The authors declare no conflict of interest.

Figures

Figure 1
Figure 1
Adipose tissue dysfunction in obesity. In obesity, WAT responds to calorie overload mainly through adipocyte hypertrophy. This leads to local hypoxia, cell stress and death, oxidative stress, and increased secretion of pro-inflammatory cytokines with subsequent infiltration of macrophages and development of chronic low-grade inflammation. Moreover, hypertrophic adipocytes display an impaired secretion of insulin-sensitizing molecules, such as adiponectin, and an increased release of FFA. All these changes, together with BAT dysfunction and impaired browning of WAT, eventually lead to insulin resistance, ectopic fat deposition, and metabolic syndrome. Abbreviations: BAT, brown adipose tissue; FFA: free fatty acids; HIF-1α: hypoxia inducible factor-1α; UCP-1: uncoupling protein-1; WAT: white adipose tissue.
Figure 2
Figure 2
Contribution of MR to adipose tissue inflammation. The activation of MR, either by aldosterone or by cortisol, leads to adipocyte hypertrophy, which in turn causes cell stress and death and local hypoxia.
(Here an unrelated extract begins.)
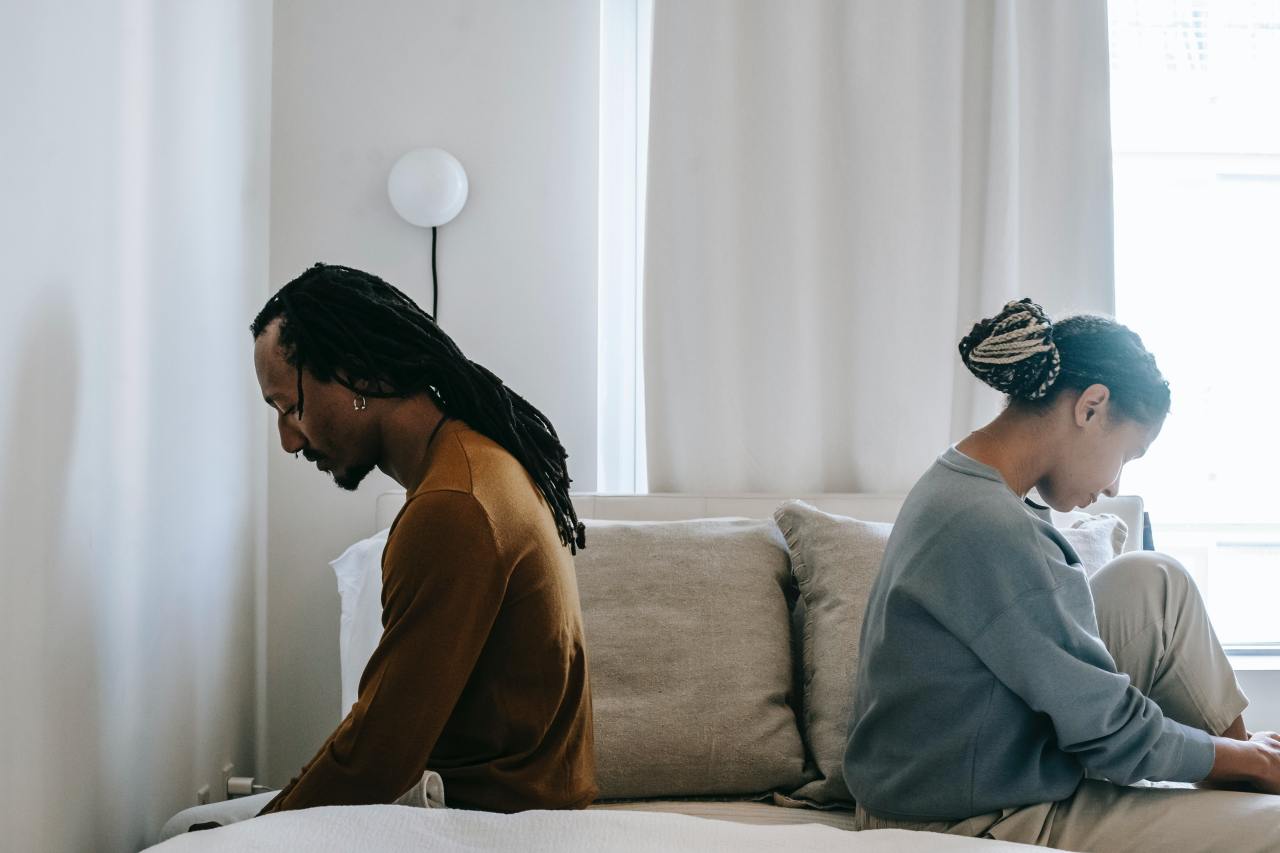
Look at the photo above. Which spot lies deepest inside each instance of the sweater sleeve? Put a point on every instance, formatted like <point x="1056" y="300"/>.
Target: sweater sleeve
<point x="443" y="587"/>
<point x="1045" y="647"/>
Moreover, hypertrophic adipocytes display an impaired secretion of adipokines, with an increased release of pro-inflammatory molecules. These changes promote the infiltration of macrophages and their polarization shift to a M1 phenotype. Finally, MR activation is linked to mitochondrial dysfunction and enhanced ROS production, which contribute to oxidative stress, another important pro-inflammatory stimulus. Abbreviations: MR, mineralocorticoid receptor; ROS: reactive oxygen species.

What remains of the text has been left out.